Por outro lado, o sistema de combate do jogo é muito divertido, além de oferecer variedade ao jogador. Diversas combinações são possíveis com as habilidades que Kena ganha ao longo da história, sendo possível dar preferência ao combate à distância com bombas e flechas espirituais, ou partir para o corpo a corpo misturando a dash e os ataques rápidos e fortes que a personagem realiza com seu cajado. A adição do rot a certas habilidades também ajuda, pois além de fortalecer alguns golpes, cria efeitos interessantes, como congelar um inimigo por um curto tempo, por exemplo.
Também é impossível não elogiar a qualidade das cutscenes do jogo, que se assemelham de fato a grandes filmes de animação nesse quesito. Todos os personagens são extremamente expressivos nos vídeos, que destacam ainda mais a beleza desse mundo. Mesmo fora dessas cenas, os cenários de Kena chamam a atenção com sua beleza, e a transformação de locais corrompidos quando a natureza é restaurada não perde a magia ao longo do jogo, mesmo que aconteça diversas vezes. O contraste apresentado é incrível, e ver o lugar se transformar dentro do game é algo realmente notável.
A trilha sonora é mais um acerto, adicionando muito à ambientação. Tanto as músicas de cada local quanto os efeitos sonoros não só são bem implementados de acordo com o que representam, como são parte integral da construção do mundo e das cutscenes. O modo como as músicas acrescentam ao tom tenso ou divertido de cada momento, assim como necessário, é um dos pontos fortes do jogo.
Nota
A melhor maneira de resumir Kena é “cheio de potencial”. Há muito de promissor no título, que apresenta a base de um jogo que poderia ser fantástico, mas não consegue realizar o que se propõe a fazer com maestria. Embora acerte em contar uma história sucinta e coesa, a narrativa falha ao não deixar que a protagonista tenha sua história contada, tirando propósito e peso de sua jornada. Ao mesmo tempo, os personagens secundários não são desenvolvidos o bastante para que todo o drama apresentado atinja o jogador como deveria — a base está ali, mas falta algo para que o jogo realmente emocione.

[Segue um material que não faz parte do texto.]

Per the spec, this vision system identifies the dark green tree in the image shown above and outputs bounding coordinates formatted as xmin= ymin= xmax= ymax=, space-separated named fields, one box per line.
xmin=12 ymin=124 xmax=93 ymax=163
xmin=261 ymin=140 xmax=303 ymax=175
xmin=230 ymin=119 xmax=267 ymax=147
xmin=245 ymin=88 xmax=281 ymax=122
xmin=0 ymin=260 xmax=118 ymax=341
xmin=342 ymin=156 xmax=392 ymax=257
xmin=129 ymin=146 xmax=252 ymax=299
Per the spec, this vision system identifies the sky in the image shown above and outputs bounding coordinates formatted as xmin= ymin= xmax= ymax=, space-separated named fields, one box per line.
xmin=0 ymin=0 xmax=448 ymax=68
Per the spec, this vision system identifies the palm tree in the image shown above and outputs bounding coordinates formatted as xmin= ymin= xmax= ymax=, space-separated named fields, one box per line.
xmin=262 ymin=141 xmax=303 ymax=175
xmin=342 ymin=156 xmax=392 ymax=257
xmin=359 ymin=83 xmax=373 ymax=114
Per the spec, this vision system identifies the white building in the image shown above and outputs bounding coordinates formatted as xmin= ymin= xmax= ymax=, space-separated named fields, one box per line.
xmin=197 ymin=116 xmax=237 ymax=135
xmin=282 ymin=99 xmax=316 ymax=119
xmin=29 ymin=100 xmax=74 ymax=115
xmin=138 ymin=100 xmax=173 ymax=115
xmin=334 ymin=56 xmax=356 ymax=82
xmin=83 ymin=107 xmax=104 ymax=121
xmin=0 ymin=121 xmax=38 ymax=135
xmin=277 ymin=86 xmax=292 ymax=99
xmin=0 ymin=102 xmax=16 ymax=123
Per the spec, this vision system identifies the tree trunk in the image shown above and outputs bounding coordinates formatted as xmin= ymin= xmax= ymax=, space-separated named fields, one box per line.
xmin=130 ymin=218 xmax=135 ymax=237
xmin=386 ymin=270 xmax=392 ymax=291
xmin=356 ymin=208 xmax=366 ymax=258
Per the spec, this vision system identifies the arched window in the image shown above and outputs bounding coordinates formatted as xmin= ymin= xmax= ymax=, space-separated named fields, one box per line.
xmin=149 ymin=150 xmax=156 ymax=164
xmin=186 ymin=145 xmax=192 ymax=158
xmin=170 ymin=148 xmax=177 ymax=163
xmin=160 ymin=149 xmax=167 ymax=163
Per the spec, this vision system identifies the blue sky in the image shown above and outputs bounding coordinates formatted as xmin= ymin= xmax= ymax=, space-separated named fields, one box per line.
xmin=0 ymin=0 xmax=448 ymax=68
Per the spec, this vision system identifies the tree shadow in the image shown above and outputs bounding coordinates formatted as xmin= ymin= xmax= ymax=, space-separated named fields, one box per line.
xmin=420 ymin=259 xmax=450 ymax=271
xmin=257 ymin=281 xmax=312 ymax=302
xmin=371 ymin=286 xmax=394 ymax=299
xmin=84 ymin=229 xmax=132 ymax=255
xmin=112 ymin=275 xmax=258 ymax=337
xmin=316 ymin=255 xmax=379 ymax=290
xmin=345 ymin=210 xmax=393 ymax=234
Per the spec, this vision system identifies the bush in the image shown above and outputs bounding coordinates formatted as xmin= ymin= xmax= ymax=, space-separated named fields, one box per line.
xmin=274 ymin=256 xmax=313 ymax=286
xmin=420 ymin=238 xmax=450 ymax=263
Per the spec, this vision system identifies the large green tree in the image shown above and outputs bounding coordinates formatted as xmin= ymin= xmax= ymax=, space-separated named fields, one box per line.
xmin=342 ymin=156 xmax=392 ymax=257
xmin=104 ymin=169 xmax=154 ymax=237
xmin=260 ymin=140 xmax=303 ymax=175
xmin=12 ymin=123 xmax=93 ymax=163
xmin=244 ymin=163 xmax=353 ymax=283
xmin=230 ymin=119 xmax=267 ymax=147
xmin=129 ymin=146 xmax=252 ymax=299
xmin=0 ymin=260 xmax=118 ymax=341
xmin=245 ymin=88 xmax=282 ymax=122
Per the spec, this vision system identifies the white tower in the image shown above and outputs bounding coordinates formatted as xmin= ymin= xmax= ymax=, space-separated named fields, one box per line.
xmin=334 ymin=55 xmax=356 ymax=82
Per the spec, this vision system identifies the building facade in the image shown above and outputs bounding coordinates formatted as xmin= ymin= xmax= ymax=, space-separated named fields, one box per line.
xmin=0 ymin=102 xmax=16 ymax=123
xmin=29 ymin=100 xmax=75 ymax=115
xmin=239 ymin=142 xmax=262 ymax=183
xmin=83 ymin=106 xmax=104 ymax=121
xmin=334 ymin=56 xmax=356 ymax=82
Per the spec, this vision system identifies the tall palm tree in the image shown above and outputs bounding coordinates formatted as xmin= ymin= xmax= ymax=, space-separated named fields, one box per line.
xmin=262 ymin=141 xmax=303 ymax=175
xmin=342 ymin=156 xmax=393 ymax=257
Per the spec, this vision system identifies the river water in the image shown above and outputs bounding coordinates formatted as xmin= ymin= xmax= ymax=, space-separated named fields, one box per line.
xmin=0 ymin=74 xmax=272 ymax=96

O mesmo acontece com a jogabilidade. Apesar de conseguir ser variada e divertida, tanto em combate quanto ao resolver quebra-cabeças, ela falha com sua curva de dificuldade flutuante e elementos frustrantes sem propósito, como a falta de marcação de certos elementos no mapa.

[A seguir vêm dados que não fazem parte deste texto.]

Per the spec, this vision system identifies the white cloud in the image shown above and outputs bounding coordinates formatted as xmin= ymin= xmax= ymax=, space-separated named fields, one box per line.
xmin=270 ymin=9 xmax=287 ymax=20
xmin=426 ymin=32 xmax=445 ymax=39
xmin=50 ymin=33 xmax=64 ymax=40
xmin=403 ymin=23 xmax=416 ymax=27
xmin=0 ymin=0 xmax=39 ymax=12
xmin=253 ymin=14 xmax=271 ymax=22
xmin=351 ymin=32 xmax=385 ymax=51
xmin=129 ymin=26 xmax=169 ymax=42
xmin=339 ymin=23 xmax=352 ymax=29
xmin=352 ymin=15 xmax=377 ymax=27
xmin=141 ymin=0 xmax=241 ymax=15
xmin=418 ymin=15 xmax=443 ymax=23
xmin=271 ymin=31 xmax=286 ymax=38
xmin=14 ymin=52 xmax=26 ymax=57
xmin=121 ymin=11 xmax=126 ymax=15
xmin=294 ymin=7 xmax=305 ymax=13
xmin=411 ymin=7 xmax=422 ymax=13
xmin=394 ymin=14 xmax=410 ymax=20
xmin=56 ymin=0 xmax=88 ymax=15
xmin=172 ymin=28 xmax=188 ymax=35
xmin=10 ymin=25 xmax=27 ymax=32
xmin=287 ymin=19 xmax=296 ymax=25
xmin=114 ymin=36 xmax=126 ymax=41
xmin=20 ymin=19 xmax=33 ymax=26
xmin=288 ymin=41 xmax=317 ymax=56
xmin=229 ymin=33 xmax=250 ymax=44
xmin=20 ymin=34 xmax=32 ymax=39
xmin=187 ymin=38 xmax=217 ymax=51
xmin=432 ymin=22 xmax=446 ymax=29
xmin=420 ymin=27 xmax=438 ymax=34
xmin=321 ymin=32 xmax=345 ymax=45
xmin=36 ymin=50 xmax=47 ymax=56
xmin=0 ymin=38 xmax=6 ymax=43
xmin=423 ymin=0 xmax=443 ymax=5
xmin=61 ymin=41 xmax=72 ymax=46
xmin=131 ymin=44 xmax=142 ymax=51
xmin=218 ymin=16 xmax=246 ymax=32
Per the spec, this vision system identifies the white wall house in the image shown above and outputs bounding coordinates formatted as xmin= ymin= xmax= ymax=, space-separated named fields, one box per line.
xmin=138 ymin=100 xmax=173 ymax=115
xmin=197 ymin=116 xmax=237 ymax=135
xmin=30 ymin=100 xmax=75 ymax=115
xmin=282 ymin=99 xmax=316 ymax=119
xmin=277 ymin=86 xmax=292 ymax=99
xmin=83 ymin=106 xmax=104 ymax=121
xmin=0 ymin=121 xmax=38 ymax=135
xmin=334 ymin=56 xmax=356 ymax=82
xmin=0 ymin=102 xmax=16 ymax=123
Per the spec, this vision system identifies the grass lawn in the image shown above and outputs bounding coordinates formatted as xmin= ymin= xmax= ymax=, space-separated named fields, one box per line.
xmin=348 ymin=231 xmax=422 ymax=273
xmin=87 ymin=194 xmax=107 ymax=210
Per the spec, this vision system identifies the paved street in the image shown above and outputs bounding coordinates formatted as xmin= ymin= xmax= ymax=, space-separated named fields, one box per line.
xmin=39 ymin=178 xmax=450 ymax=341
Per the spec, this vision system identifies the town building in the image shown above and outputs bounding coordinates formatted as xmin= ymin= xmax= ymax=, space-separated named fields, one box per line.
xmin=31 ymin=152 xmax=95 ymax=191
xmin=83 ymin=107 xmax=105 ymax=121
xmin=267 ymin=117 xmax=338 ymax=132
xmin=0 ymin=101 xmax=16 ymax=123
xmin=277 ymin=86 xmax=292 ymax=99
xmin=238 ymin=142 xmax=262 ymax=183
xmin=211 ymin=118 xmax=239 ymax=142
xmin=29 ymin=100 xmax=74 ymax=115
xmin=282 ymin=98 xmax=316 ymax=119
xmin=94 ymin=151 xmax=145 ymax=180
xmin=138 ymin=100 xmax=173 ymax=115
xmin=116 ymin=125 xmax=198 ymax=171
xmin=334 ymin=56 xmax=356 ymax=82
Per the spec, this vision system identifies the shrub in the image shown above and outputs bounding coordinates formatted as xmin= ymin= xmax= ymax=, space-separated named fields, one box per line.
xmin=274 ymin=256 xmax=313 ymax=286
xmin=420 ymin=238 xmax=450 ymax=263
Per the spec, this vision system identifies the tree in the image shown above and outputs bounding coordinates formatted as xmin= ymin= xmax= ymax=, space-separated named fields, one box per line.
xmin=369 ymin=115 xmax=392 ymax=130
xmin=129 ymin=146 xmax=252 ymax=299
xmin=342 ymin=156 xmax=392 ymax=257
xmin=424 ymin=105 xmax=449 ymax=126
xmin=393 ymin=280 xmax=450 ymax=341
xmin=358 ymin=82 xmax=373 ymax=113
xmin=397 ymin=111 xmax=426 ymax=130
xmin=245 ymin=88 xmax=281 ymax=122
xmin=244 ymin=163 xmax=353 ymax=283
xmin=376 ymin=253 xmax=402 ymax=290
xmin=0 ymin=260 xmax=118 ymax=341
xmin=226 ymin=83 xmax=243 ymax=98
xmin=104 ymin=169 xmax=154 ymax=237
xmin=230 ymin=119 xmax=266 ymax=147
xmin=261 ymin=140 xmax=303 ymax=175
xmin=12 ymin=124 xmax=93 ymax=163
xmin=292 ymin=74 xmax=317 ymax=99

No fim, tudo isso impede o jogo de ser o sucesso que poderia ter sido. Ainda assim, é notável que em seu primeiro trabalho com jogos a Ember Lab tenha se saído tão bem, especialmente na parte de jogabilidade, já que a experiência anterior do estúdio havia sido apenas com animação.
Kena: Bridge of Spirits é um começo bom, mas que deixa um gosto amargo por seu potencial desperdiçado do que poderia ser. Mesmo com todos os seus tropeços, no entanto, o jogo consegue garantir uma experiência divertida, com visuais e ambientação incríveis, o que garante a ele a nota 7.5 da Legião dos Heróis. Se a desenvolvedora aprender com seus erros e melhorar, é certo que há um futuro promissor para a Ember Lab no mundo dos games (e, quem sabe, para a história de Kena também).